Problem: The Cardiac Surgery Intensive Care Unit (CSICU) at an academic medical center is experiencing an increase in critical events. The 2022 Safe and Reliable Healthcare Safety, Communication, Operational Reliability, and Engagement (SCORE) Survey revealed that this unit scored in the lowest percentile for burnout climate and over seventy percent of the nursing staff left in a span of six months. The staff feels this has resulted in a lack of guidance and a chaotic environment. Incident reports have also shown an increase in near-miss events.

Purpose: The purpose of this quality improvement (QI) project is to utilize the institution’s critical event debrief tool to implement a practice change to improve teamwork and patient safety.

Methods: Project procedures that took place in the week preceding implementation included education for twenty-six charge nurses on the correct utilization of the institution’s validated critical event debrief tool, adopted from the Immediate, Not for personal assessment, Fast facilitated feedback, Opportunity to ask questions (INFO) tool. During implementation, charge nurses serve as facilitators and conduct post critical event debriefs with multidisciplinary team members using the debrief tool after qualifying events. Qualifying criteria for a debrief put in place by the institution includes cardiac arrest, difficult airway response, extracorporeal membrane oxygenation (ECMO) team activation, emergent intubation, self extubation, massive transfusion event activation, chemical code, and patient falls. Weekly, completion of the debrief tool is audited by the QI team lead using the audit tool, beginning after week one of education throughout the 15-week period. Additionally, the stakeholder team analyzes debrief feedback for QI themes for teamwork and safety through the weekly audits of the tool.

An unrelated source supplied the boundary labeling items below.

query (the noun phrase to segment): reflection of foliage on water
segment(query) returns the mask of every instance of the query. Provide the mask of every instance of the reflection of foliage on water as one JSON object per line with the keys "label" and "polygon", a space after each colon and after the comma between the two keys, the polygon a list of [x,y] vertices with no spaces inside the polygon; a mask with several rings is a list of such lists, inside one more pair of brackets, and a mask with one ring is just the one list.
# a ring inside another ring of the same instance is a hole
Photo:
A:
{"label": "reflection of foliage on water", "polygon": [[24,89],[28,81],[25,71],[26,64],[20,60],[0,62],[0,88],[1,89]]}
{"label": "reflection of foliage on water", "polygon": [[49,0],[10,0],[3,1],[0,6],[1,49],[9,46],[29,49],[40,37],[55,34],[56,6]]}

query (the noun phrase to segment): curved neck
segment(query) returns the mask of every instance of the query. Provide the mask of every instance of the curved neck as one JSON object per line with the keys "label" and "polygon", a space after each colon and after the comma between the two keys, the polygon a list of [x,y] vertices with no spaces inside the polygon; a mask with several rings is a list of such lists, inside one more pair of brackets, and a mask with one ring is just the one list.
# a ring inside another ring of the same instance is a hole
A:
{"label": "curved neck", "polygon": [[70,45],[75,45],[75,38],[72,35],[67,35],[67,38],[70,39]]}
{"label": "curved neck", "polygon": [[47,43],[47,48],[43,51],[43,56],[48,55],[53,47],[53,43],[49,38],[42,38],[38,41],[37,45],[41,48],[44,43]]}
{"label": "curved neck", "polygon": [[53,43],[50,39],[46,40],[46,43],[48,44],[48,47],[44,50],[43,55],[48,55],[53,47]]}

Preliminary Results and Conclusions: In the thirty days prior to implementation, there were fifty-eight eligible events, twenty of which were rapid response utilizations or cardiac arrests. Of these events, zero debriefs were documented. Currently, the project is three days into implementation. There have been no eligible events for debrief thus far. However, ninety two percent of the charge nurses were educated on the facilitation of debriefs. Structural goals were one hundred percent met in placement of quick response (QR) codes at all nurses’ stations and huddle rooms on the unit. Baseline data and goals projected for the implementation thus far suggest that there is a large opportunity for improvement in adherence to debriefing critical events. Based on the existing evidence, there is a predicted positive association between this implementation and an increase in teamwork and patient safety. The study is ongoing and will be completed December 2023.